ポーランドの大統領権限はかなり制限があり、法案提出権はあるものの、議会に無視されれば大統領法案は審議されない。実際に幾つかのクファッシニェフスキ大統領寄稿法案が4年以上議会にて塩漬けになったままになっている。議会から提出された法案に対する拒否権、憲法裁判への提出権はかなり強力ではあるが、大統領自身の政策を法令化する事は、議会の過半数が大統領派で無い限り困難であり、大統領選の公約、綱領実行は議会が支持しない限り実行不可能である。
9月後半から始まったテレビキャンペーンも公約、綱領合戦と言うより、敵対する候補に対する攻撃、スキャンダル材料公開が印象的であり、米国のゴール・ブッシュ討論会と比べると、具体性に乏しく、理性的な判断材料がなかなか見出せない。米国の大統領選は実質的に候補が2人しかいない0‐1方式、即ち、レスリングやボクシングのタイトルマッチに例えられるが、ポーランドでは多数の候補者から審査員(この場合は国民)がミスを選ぶ美人コンテストのようなものとの解釈が最も妥当かと思われる。
ただしこの美人コンテスであるが、ルールが殆ど定まっていないゆえ、舞台上で候補が互いに悪口、誹謗を言い合い、そのあげく審査員達がうんざりしている効果がすでに出ている。とは言っても、いわゆるマイナス・キャンペーンは一定の効果を生んでいる。
クシャクレフスキ候補のテレビキャンペーン番組にて、クファッシニェフスキ大統領が第二次大戦中ソ連秘密警察によりウクライナのハルコフで処刑された将校達の慰霊碑開幕式における式典にて、メロメロ(本人は脚に欠陥が生じ、まともに歩けず、人に支えてもらっただけと言っているが)になっている光景と、大統領の右腕であり、国家安全事務局局長シヴィエッツ氏がカリシュ市空港にてローマ法王を猿真似し、大統領の説得にて十字を切ったり、地に接吻している場面が放送された。
結果として、クファッシニェフスキ大統領の支持率は1割以上下がり、現在では49%‐55%である。しかしながら、流れた支持率がそのままクシャクレフスキ候補支持に回るわけではなく、最も大きな利を得たのはオレホフスキ候補であった。

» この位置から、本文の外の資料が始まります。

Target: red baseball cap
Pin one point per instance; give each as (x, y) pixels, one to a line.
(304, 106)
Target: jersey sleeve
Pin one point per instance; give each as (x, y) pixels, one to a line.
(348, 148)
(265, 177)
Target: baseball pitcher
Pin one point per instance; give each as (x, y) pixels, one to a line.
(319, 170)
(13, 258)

さて、当初予想されていた「右派統合」については、オルシェフスキ候補が9月末に選挙を断念、クシャクレフスキ支持に回ったほか、進展は見られていない。
クファッシニェフスキ大統領が第一回選にて過半数が取れるかどうかが相変わらず注目の的となっているが、非常に微妙な状況である。5年前の大統領選における、大統領の「学歴詐称」最高裁判決は有効であり、選挙までの間に競争者達により強調されるであると予想される。また、カトリック信者は教会のミサの後に投票所に行く習慣がある。上記の「猿真似事件」などにつき司教回状が出る可能性もあり、第二回選に持ちこまれる可能性はかなり高いのではないかと思われる。第二回選の対抗候補者としてはオレホフスキ候補、クシャクレフスキ候補が有力だが、カリノフスキ候補も善戦している。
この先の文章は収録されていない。